Mein Fazit: Autofokus ist top. Naheinstellgrenze ist ok (Bilder dazu habt ihr schon hier gesehen). Der digitale Sucher ist nicht ganz meins aber definitiv besser als das analoge Futzelchen der Canon G15, wenn auch natürlich etwas zeitverzögert. In der Hand liegt sie gut, ich mag es, dass man am Objektiv zoomt und nicht an einem Knopf. Optisch ist sie ein Hingucker, vor allem mit meinem bunten Kameragurt. Sie ist herrlich leicht und auch für meinen Rücken problemlos tragbar, weil sie wortwörtlich kaum ins Gewicht fällt.

Was mir nicht so gefallen hat: die Zeitverzögerung, wenn man ein Bild anschauen will. Es dauert ein wenig, bis die Kamera vom aktiven Modus auf den Play-Modus umschaltet. Grade, wenn es schnell gehen muss, wenn man wissen will, ob man am Motiv etwas nachjustieren sollte, finde ich das etwas störend. Für meine mangelnde Geduld ist das manchmal eine kleine Zerreißprobe, für Menschen mit normalen Geduldsverständnis vermutlich kein Problem 🙂
Die Akkulaufzeit kommt mir im Moment nicht ganz so lange vor, das muss ich aber erst nochmal überprüfen.

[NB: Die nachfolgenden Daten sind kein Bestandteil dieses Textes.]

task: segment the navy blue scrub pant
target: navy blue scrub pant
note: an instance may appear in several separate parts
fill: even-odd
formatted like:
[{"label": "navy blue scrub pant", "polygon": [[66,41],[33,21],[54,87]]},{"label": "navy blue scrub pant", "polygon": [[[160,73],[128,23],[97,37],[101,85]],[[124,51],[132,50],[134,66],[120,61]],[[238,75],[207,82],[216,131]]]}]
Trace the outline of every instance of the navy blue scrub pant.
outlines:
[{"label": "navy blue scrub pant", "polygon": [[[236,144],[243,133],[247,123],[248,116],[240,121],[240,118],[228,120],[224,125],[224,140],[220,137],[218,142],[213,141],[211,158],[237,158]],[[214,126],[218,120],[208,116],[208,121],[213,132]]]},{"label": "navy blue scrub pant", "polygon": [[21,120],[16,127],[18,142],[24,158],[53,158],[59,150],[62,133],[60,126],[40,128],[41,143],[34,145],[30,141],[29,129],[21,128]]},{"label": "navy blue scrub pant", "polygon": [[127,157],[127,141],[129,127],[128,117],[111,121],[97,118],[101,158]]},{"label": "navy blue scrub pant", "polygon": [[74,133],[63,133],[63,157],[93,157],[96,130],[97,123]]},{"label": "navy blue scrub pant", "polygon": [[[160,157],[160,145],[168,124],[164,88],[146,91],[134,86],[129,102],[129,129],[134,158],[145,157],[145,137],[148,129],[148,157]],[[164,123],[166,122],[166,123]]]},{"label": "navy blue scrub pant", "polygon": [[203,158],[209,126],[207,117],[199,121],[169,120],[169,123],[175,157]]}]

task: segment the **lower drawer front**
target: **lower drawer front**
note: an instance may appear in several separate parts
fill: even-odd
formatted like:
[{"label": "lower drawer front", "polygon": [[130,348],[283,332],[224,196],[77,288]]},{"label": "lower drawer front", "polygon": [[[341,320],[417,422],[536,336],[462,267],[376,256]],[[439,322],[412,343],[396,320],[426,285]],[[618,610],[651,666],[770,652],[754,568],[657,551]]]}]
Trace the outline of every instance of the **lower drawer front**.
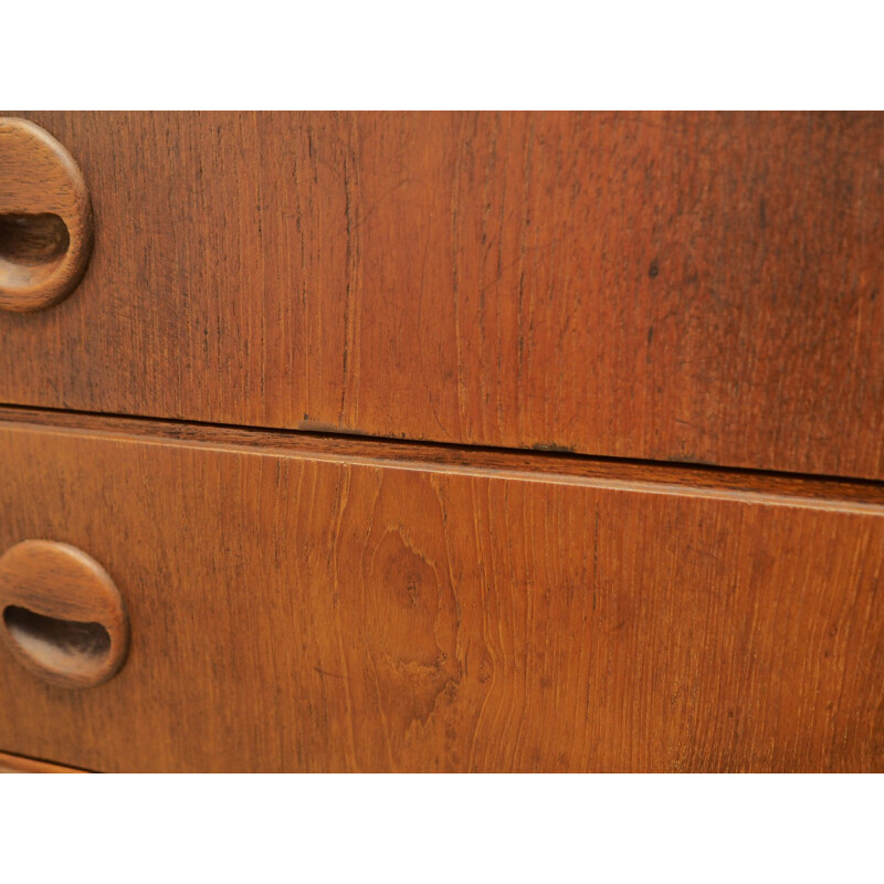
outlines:
[{"label": "lower drawer front", "polygon": [[23,424],[0,457],[0,551],[80,547],[131,624],[87,690],[0,649],[0,750],[107,771],[884,769],[880,507]]},{"label": "lower drawer front", "polygon": [[0,753],[0,774],[84,774],[70,767],[53,765],[51,761],[39,761],[35,758],[22,758],[18,755]]}]

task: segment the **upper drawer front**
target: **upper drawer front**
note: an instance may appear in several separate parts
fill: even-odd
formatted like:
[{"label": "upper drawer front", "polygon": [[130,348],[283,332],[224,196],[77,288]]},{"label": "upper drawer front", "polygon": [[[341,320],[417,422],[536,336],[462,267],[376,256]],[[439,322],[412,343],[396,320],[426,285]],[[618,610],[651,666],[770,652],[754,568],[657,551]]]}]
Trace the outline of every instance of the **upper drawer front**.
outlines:
[{"label": "upper drawer front", "polygon": [[0,648],[0,750],[94,770],[882,770],[884,509],[0,428],[0,551],[129,656]]},{"label": "upper drawer front", "polygon": [[29,115],[73,296],[0,400],[884,478],[884,115]]}]

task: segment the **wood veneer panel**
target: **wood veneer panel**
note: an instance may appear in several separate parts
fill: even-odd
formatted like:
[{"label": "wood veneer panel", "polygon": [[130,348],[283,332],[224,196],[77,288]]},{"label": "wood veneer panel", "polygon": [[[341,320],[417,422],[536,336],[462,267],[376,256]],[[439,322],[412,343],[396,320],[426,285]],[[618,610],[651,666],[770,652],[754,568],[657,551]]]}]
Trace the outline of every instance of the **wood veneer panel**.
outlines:
[{"label": "wood veneer panel", "polygon": [[0,401],[884,478],[884,115],[28,116],[96,242]]},{"label": "wood veneer panel", "polygon": [[0,427],[0,548],[131,621],[0,651],[0,746],[97,770],[884,770],[884,508]]},{"label": "wood veneer panel", "polygon": [[20,755],[0,753],[0,774],[85,774],[72,767],[62,767],[35,758],[22,758]]}]

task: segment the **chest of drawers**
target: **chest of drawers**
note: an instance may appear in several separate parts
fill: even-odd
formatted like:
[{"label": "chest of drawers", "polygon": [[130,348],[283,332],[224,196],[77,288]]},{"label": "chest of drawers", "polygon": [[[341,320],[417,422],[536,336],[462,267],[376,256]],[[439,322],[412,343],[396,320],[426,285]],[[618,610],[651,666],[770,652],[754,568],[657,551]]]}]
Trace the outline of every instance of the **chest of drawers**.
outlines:
[{"label": "chest of drawers", "polygon": [[884,117],[3,126],[0,753],[884,768]]}]

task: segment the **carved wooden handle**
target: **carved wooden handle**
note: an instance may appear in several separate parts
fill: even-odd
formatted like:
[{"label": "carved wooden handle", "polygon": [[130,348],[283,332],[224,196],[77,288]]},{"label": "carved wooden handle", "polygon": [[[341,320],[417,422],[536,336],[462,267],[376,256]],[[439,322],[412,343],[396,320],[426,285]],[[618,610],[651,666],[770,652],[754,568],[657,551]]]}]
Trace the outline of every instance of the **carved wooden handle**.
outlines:
[{"label": "carved wooden handle", "polygon": [[24,540],[0,558],[0,633],[51,684],[92,687],[126,660],[129,622],[114,581],[67,544]]},{"label": "carved wooden handle", "polygon": [[92,207],[71,155],[40,126],[0,117],[0,308],[73,292],[92,252]]}]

Alles in allem bin ich aber sehr happy mit dem Gerät. Sie bietet einstellungstechnisch die meisten Möglichkeiten,die auch die große bietet, obwohl ich gestehen muss, dass ich grade viel mit dem Automatikmodus unterwegs bin, da dieser hier sehr intelligent agiert und meist die gewünschten (richtigen) Ergebnisse liefert. In dünkleren Räumen leistet sie mehr als die D90. Theoretisch könnte man natürlich mit anderen Objektiven erweitern, da mein Wunsch aber vorrangig war, klein und leicht unterwegs zu sein, werde ich versuchen, mir das vorerst nicht anzugewöhnen.

Was mir außerdem gefällt: die Kamera verfügt über ein bewegliches Display, was mir bei eventueller Blätter- und Tropfensuche künftig ein verrenktes am Boden robben ersparen könnte.

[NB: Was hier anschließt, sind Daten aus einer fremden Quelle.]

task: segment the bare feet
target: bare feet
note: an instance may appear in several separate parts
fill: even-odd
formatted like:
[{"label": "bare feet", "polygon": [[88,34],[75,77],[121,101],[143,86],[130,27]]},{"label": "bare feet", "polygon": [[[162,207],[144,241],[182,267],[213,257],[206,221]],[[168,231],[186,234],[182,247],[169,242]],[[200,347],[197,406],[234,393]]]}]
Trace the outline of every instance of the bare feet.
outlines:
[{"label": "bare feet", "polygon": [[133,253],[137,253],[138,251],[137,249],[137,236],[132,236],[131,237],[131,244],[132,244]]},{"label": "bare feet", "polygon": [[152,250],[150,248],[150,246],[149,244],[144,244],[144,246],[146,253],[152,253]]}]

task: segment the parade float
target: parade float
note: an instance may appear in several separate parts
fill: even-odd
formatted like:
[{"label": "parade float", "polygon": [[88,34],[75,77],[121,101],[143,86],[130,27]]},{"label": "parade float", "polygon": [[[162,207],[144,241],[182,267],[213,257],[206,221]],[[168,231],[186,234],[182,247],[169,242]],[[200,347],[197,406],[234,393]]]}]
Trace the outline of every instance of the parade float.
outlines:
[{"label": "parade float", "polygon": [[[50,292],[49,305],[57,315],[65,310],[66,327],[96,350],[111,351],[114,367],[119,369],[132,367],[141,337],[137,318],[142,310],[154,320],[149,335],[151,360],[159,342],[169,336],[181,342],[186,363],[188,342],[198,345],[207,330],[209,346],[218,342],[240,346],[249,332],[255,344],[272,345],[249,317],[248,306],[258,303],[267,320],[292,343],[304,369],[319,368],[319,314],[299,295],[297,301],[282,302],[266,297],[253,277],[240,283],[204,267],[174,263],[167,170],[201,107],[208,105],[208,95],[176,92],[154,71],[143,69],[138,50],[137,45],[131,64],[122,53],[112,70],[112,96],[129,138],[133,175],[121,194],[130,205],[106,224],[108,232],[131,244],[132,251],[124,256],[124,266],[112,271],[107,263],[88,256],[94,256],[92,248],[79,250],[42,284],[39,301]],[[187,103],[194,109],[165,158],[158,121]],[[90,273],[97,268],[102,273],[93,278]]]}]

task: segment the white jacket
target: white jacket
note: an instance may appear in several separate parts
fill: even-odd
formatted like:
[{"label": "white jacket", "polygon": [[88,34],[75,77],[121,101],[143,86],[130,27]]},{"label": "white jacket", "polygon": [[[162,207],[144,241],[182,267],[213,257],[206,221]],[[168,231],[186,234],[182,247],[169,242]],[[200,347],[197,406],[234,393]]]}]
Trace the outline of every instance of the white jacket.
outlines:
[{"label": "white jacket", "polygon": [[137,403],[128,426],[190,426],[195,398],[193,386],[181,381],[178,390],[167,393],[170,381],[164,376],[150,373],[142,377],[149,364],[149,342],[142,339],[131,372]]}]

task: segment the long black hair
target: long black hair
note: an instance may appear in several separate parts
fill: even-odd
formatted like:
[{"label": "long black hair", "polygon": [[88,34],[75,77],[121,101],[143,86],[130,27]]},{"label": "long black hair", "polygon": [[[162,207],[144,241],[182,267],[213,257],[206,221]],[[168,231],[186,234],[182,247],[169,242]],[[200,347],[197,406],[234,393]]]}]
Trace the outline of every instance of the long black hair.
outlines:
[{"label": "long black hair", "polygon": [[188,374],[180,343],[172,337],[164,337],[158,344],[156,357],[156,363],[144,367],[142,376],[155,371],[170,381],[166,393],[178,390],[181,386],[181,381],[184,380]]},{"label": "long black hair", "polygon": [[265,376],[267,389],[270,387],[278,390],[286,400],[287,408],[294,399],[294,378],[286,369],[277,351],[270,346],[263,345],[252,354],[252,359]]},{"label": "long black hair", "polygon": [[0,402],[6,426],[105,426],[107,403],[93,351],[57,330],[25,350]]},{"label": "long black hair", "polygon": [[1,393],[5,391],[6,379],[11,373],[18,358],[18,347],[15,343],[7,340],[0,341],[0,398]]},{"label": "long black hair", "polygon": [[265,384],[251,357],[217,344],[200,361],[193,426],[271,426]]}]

Sie wird für mich sicher kein Ersatz für die Große, einfach weil ich die Art und Weise zu fotografieren mit einer Spiegelreflexkamera lieber mag. Das Einstellungsdisplay, die Rädchen, es geht einfach schneller, leichter, ist übersichtlicher. Der Display der Großen ist nicht so sonnenblind, ich kann mir viel schneller ein Bild über die bereits enstandenen Bilder machen, sie liegt durch die Größe besser in der Hand und ich kann präziser fotografieren. Den Zweck, für den die Kleine eingezogen ist, wird sie aber vermutlich gut erfüllen können. Für Messen, zur Dokumentation und zur Befüllung der Social Media Kanäle (hier werde ich beizeiten wohl auch die WLAN-Funktion testen) und immer dann, wenn der Apfel nicht reicht, aber die Große zu schwer ist.

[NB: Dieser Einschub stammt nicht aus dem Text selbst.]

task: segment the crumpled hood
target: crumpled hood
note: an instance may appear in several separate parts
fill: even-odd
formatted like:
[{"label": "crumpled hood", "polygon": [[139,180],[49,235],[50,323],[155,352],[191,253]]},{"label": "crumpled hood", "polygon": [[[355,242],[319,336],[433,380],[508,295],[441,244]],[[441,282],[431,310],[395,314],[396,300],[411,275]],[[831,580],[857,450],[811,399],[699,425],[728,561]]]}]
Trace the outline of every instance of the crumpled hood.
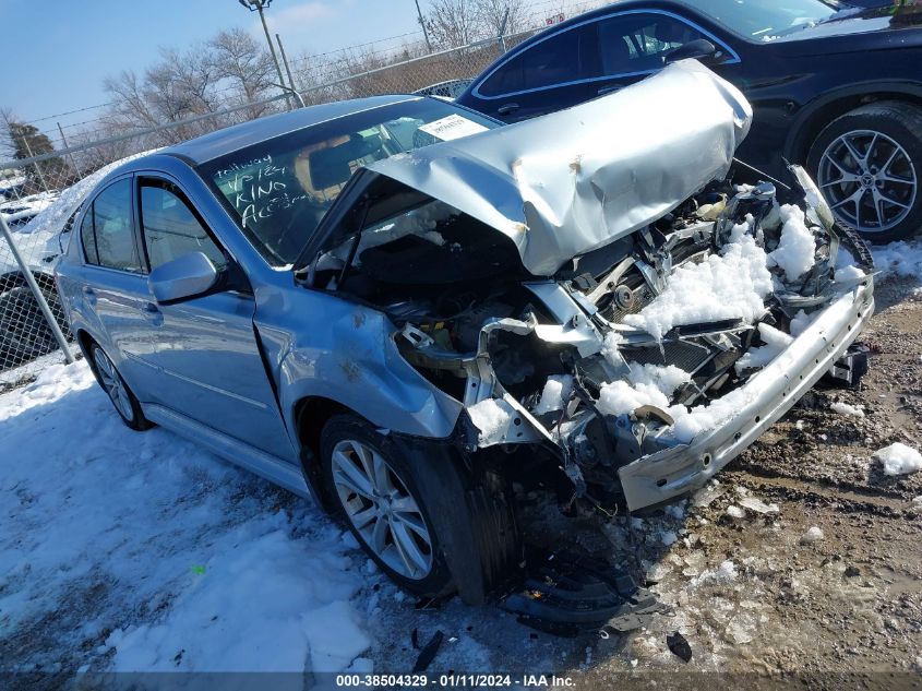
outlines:
[{"label": "crumpled hood", "polygon": [[682,60],[614,94],[368,168],[496,228],[534,275],[661,217],[723,177],[752,108]]}]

31 Comments on “Eine Runde um die Votivkirche mit der Sony Alpha 6000 inklusive Erfahrungsbericht

  1. Oh gratuliere zum Kauf! Mir gefällt sie in weiß auch total gut 😉 Wünsche dir noch viel Freude damit 🙂

    • dankeschön 🙂 muss eh mal wieder damit raus. wobei die große auch schon laut schreit. fotografieren kommt einfach viel zu kurz zuletzt!

  2. Vielen Dank für den spannenden Erfahrungsbericht. Ich habe lange Zeit mit einer Canon 5DII fotografiert, bin zwischenzeitlich aber auch überzeugte spiegellose Sony-Anhängerin. Habe dazu übrigens erst vor kurzem einen Bericht dazu verfasst. 😊

    • ich bilde mir ein, den gelesen zu haben 🙂 wobei zwischen den „großen“ von sony und der 6000 ja schon nochmal welten liegen. aber ich denke, für den zweck, den sie erfüllen soll, passt sie mir gut.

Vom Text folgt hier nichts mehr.